Attendance in the Coupeville School District has plunged since the pandemic, and student test scores have slipped with it, prompting district leaders to launch a bold plan to reverse the trend.
“Like districts across Washington state and the nation, we’ve experienced significant attendance challenges since the COVID-19 pandemic,” Coupeville Superintendent Shannon Leatherwood wrote in an email to the News-Times.
She, along with members of the Coupeville School Board, expressed concerns about the low attendance rates at a recent school board meeting. Seeing a need for change, as part of the “Washington State School Improvement Framework,” a comprehensive state accountability system, the district set an “ambitious but achievable goal,” Leatherwood detailed in an email. That goal is to raise district-wide attendance rates by 10% and simultaneously improve scores through evidence-based improvement strategies.
The most current data, from 2023 through 2024, shows that the Coupeville District’s attendance rate falls slightly below the state average. While 69.1% of students attended 90% or more of school days in Coupeville, the state average yields a 3.6% higher attendance rate.
Coupeville Elementary saw 68.5% students attended 90% or more of school days, while 67.4% of middle school students and 65.9% of high school students attended those same numbers of days, Leatherwood said. Comparatively, she offered, the 2020 to 2021 pre-pandemic attendance rates were significantly higher. The elementary school saw an 87.6% rate of attendance, the middle school had 92.3% and the high school had a rate of 93.1%.
“This represents a 20-25 percentage point decline across all schools — a trend mirrored nationally,” she wrote in an email.
Leatherwood noted that her concerns are rooted in research that shows that missing just 10% of school days causes a significant detriment to student achievement, with its effects worsening over time.
This is consistent with the school district’s scores; while it is above the state average for English language arts standardized test scores, it is still not at the level it should be compared to school districts of similar size and demographics, Leatherwood said in a meeting. Similarly, the middle and high school ranks below the state average in some areas of its math scores, she added. While this reflects a nationwide drop in scores, the Coupeville School District’s decrease is significant, she said.
“For our size district and our demographics, this is concerning,” she said. “We’re not considered one of the high poverty schools so we should be consistently above the state average in both ELA and math.”
Board members expressed their continued dissatisfaction with the district’s scores on both standardized tests and the scoring system for the Washington State School Improvement Framework.
The district intends to implement new strategies for success, Leatherwood outlined.
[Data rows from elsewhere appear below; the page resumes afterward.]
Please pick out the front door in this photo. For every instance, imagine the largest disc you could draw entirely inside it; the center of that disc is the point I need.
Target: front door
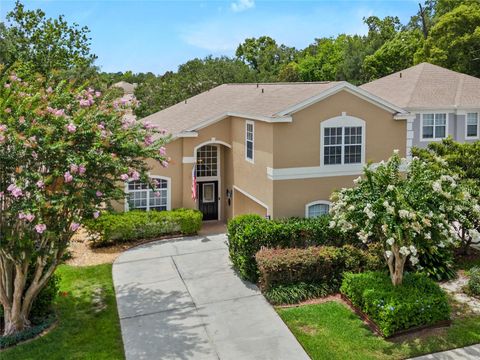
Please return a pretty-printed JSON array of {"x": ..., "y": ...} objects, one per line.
[{"x": 208, "y": 199}]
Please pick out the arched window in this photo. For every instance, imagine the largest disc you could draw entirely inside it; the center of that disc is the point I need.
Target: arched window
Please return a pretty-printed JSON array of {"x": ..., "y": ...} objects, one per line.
[{"x": 317, "y": 208}]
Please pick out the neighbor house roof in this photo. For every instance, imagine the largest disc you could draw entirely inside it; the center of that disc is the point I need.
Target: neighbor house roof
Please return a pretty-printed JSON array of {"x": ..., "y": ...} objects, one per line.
[
  {"x": 271, "y": 102},
  {"x": 427, "y": 86},
  {"x": 125, "y": 86}
]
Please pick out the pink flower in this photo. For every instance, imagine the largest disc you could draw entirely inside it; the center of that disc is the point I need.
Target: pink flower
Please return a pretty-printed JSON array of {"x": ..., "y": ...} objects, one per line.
[
  {"x": 71, "y": 128},
  {"x": 135, "y": 175},
  {"x": 68, "y": 177},
  {"x": 15, "y": 191},
  {"x": 74, "y": 226},
  {"x": 40, "y": 228}
]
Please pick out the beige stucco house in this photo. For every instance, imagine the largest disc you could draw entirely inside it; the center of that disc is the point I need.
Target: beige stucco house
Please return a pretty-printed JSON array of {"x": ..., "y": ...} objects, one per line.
[{"x": 280, "y": 149}]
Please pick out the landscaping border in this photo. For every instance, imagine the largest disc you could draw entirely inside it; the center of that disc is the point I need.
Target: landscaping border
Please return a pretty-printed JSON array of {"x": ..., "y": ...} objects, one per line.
[{"x": 374, "y": 327}]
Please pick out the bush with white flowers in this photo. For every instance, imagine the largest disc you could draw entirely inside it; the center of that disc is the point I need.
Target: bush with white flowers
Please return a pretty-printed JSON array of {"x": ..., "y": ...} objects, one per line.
[{"x": 400, "y": 207}]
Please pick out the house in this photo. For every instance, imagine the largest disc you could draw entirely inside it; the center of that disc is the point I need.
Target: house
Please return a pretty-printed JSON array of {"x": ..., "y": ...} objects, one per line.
[{"x": 280, "y": 149}]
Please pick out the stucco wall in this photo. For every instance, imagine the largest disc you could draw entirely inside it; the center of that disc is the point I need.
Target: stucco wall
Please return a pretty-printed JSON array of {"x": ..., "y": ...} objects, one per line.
[{"x": 297, "y": 144}]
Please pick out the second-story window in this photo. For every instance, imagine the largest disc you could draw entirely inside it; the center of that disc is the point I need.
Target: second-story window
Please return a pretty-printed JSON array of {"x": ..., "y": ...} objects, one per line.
[
  {"x": 249, "y": 140},
  {"x": 472, "y": 125},
  {"x": 434, "y": 126},
  {"x": 342, "y": 145}
]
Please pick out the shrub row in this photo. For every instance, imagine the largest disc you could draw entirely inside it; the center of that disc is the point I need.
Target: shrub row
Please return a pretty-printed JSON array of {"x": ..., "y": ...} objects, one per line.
[
  {"x": 248, "y": 233},
  {"x": 313, "y": 265},
  {"x": 417, "y": 302},
  {"x": 112, "y": 228}
]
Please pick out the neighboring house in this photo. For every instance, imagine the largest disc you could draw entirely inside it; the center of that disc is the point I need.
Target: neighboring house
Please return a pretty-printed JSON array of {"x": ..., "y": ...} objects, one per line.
[{"x": 280, "y": 149}]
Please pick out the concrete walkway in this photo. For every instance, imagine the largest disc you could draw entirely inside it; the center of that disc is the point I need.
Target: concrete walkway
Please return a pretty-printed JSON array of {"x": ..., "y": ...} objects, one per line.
[
  {"x": 180, "y": 299},
  {"x": 466, "y": 353}
]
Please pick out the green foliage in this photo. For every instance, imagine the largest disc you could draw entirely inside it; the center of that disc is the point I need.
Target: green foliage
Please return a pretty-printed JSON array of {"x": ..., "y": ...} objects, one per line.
[
  {"x": 114, "y": 228},
  {"x": 313, "y": 265},
  {"x": 248, "y": 233},
  {"x": 417, "y": 302},
  {"x": 409, "y": 212},
  {"x": 454, "y": 40},
  {"x": 27, "y": 334},
  {"x": 474, "y": 281},
  {"x": 44, "y": 44},
  {"x": 295, "y": 293}
]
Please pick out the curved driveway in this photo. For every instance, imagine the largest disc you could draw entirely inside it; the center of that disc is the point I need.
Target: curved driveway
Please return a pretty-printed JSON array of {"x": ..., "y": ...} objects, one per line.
[{"x": 181, "y": 299}]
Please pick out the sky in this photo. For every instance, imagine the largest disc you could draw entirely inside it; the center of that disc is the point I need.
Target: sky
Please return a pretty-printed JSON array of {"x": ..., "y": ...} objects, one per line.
[{"x": 159, "y": 35}]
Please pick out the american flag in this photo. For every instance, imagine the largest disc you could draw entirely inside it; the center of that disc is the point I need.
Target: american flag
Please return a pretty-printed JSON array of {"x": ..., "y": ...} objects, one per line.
[{"x": 194, "y": 183}]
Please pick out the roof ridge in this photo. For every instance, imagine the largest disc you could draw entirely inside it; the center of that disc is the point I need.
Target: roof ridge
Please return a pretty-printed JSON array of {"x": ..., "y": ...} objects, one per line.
[{"x": 416, "y": 81}]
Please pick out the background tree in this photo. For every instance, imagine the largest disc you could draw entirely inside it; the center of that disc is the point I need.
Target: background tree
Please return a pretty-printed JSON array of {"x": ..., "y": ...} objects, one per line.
[
  {"x": 44, "y": 43},
  {"x": 63, "y": 153},
  {"x": 403, "y": 212}
]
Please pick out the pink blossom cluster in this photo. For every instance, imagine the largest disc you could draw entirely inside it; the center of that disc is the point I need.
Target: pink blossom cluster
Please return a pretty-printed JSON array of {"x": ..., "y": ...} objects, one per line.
[
  {"x": 14, "y": 190},
  {"x": 56, "y": 112},
  {"x": 28, "y": 217}
]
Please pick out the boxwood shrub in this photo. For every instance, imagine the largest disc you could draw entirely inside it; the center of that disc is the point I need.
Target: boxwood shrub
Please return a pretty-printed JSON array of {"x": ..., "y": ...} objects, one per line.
[
  {"x": 293, "y": 275},
  {"x": 113, "y": 228},
  {"x": 417, "y": 302},
  {"x": 248, "y": 233},
  {"x": 474, "y": 281}
]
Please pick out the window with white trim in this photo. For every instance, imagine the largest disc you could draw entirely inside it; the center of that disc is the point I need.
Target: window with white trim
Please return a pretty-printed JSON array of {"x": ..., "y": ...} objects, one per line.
[
  {"x": 434, "y": 126},
  {"x": 249, "y": 140},
  {"x": 472, "y": 125},
  {"x": 140, "y": 195},
  {"x": 317, "y": 208},
  {"x": 342, "y": 145}
]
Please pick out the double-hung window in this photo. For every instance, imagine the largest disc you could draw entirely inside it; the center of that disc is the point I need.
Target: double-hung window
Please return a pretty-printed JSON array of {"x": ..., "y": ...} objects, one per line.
[
  {"x": 342, "y": 145},
  {"x": 472, "y": 126},
  {"x": 317, "y": 208},
  {"x": 434, "y": 126},
  {"x": 249, "y": 140},
  {"x": 141, "y": 196}
]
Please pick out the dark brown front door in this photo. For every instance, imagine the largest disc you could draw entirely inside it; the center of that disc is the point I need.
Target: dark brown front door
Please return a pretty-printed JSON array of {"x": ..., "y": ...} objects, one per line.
[{"x": 208, "y": 199}]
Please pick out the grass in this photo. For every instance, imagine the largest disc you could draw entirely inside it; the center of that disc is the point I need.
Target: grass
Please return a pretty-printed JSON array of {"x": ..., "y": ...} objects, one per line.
[
  {"x": 332, "y": 331},
  {"x": 88, "y": 325}
]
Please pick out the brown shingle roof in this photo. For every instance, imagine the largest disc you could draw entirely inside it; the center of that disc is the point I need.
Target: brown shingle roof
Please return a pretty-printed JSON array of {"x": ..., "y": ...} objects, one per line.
[
  {"x": 427, "y": 86},
  {"x": 248, "y": 99}
]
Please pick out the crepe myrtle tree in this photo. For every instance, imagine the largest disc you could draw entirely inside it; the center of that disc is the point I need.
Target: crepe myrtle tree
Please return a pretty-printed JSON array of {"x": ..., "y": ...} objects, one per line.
[
  {"x": 63, "y": 152},
  {"x": 400, "y": 206}
]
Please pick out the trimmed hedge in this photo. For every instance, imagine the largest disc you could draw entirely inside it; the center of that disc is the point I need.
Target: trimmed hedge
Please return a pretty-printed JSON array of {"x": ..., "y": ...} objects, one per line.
[
  {"x": 314, "y": 265},
  {"x": 417, "y": 302},
  {"x": 113, "y": 228},
  {"x": 247, "y": 234}
]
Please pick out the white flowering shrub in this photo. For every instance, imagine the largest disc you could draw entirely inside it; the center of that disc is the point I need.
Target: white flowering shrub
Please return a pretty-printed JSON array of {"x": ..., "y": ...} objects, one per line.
[{"x": 400, "y": 209}]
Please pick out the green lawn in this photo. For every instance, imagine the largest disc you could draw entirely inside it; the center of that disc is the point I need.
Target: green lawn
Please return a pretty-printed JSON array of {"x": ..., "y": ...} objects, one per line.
[
  {"x": 332, "y": 331},
  {"x": 88, "y": 328}
]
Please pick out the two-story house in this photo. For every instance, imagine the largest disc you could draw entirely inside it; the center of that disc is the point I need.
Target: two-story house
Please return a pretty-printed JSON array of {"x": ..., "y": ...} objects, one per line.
[{"x": 281, "y": 149}]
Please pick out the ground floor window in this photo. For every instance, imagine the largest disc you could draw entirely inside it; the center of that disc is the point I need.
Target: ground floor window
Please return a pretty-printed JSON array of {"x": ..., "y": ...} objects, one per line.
[
  {"x": 140, "y": 195},
  {"x": 317, "y": 208}
]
The first of these strategies involves early intervention through multi-tiered systems of support. This is an approach that utilizes family outreach after three absences, identifies patterns early and provides extra support. Another strategy is “barrier removal,” which means working directly with families to understand and address obstacles, such as transportation challenges, health issues and family circumstances. At the same time, school staff will make learning more accessible, meaningful, engaging and relevant by teaching content that all students can benefit from.
“When students find learning engaging and connected to their lives, attendance improves naturally,” Leatherwood told the News-Times.
The district will focus on targeting intervention quickly by regularly reviewing attendance trends. It will also collaborate with community stakeholders to support families holistically and help families understand the research-backed link between attendance and academic success; both of which are “deeply connected,” Leatherwood said.
The multi-tiered approach is already being successfully utilized in the elementary school, and the district is starting with interventions at the middle and high school as well, Leatherwood said.
By using an integrated approach, the superintendent recognizes that the district can’t improve student’s Washington State School Improvement Framework scores without simultaneously addressing attendance and providing engaging, accessible instruction to maintain it.
Getting emotional after Leatherwood’s presentation of the matter, Board President Morgan White said while she knows it won’t be easy, she is hopeful for the goals that Leatherwood designed for the district’s future. Nancy Conard, the vice president, agreed, noting that in her four years of serving on the board, she has not seen this kind of effort nor assessment.
“We’re gonna get there,” Conard said.
With strong educators, engaged families and a community that supports public education, Leatherwood agreed the plan has the foundations for success. Through these strategies, she said, she is confident the district can recover to its “pre-pandemic attendance levels” and improve its “academic outcomes for all students.”